# Singapore math - some research on its strengths

By Murray Bourne, 22 Jun 2008

There is some interesting research from the American Institutes for Research on the Singapore math system.

The 2005 study “What the United States Can Learn From Singapore’s World-Class Mathematics System (and what Singapore can learn from the United States)” is a detailed investigation into what are the most likely reasons that Singapore does so well in international competitions like the TIMSS.

A summary:

Singapore Strengths

Framework:The study indicates there is a correlation between focused frameworks such as those used in Singapore and good test performance. Singapore offers an alternative mathematics framework for lower-performing students that covers all the mathematics topics in the regular framework, but at a slower pace and with greater repetition, and with support from expert teachers.

Textbooks:Singapore’s textbooks build deep understanding of mathematical concepts while traditional U.S. textbooks rarely get beyond definitions and formulas.

Teaching:Singaporean elementary school teachers are required to demonstrate mathematics skills superior to those of their U.S. counterparts before they begin paid college training to become a teacher. They receive a high level of professional development training (100 hours) each year.

Assessment:Singapore uses more challenging tests and utilizes a value-added approach that rewards schools for individual student progress over time.

This is a diagram representing the Singapore math framework they are referring to:

The summary goes on to list the US strengths.

U.S. Strengths:Although the U.S. mathematics program is weaker than Singapore’s in most respects, the U.S. system is stronger than Singapore’s in some areas. The U.S. frameworks give greater emphasis than Singapore’s to developing important 21st century mathematical skills such as representation, reasoning, making connections, and communication. The frameworks and textbooks also place greater emphasis on applied mathematics, including statistics and probability.

Go here for the complete paper (PDF).

A search of the AIR site for “Singapore” brings up several other interesting comparisons.

The 2007 TIMSS results are due in December 2008. With the changes in Singapore education since the 2003 TIMSS (Teach Less, Learn More and a shift to more collaborative and learner-centred approaches), it will be interesting to see if Singapore is still at the top of the heap.

BTW, you can test yourself on some of the TIMMS math questions up to grade 12 level. Good luck!

See the 1 Comment below.

22 Jun 2008 at 5:59 pm [Comment permalink]

Excellent post, Zac, and I appreciate your posting this info on my blog as well. The following was my reply on MathNotations (http://MathNotations.blogspot.com)

Hi Zac — it’s been awhile…

I appreciate the information and the links. I find it interesting that the Singapore government is looking to make changes, incorporating some of the strengths of our approach, even though they are already a top-performing nation in math. it would be ironic if their performance declines as a result!

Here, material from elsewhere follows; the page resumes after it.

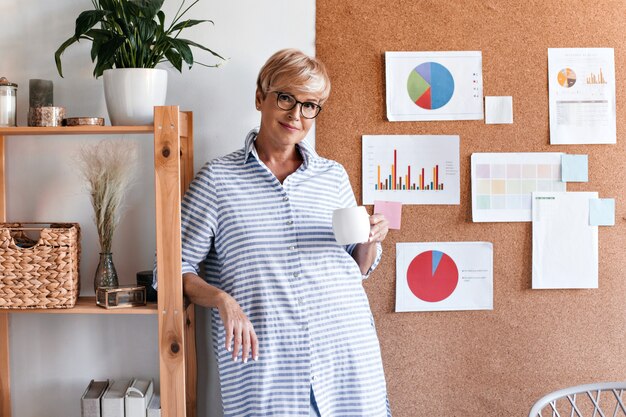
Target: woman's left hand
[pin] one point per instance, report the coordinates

I looked over the research, particularly the sample test questions, thinking they would be fairly challenging. However, they were straightforward and routine. Then I realized that many of these questions were not coming from TIMSS!

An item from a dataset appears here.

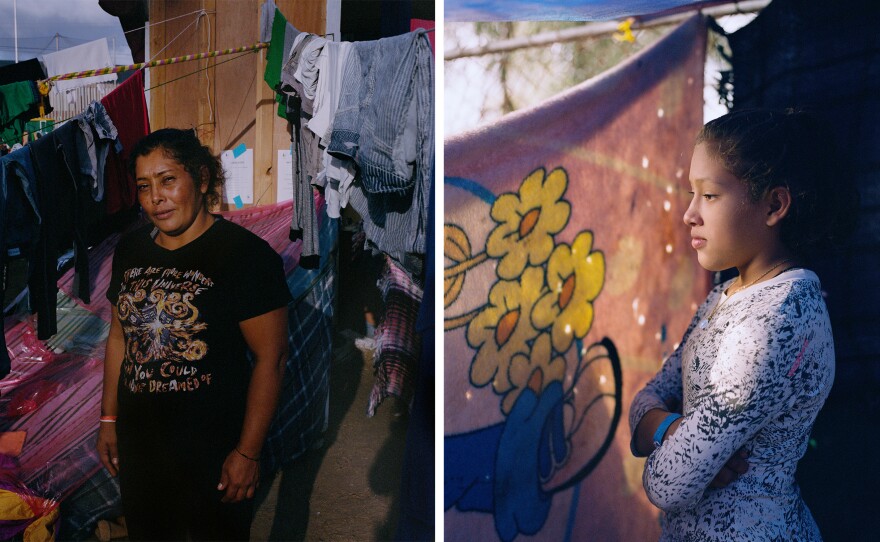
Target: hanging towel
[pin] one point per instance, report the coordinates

The IB Program has always interested me. One of the school districts in which I was teaching considered the IB Calculus program several years as an alternative to Advanced Placement (giving students choice). Very ambitious curriculum, quite advanced with a somewhat more difficult exam IMO. Thank you for enlightening me about their primary and middle school programs as well. From the IBO website, it seems that these programs have become quite a commercial enterprise. I almost expected to see IB T-shirts being sold!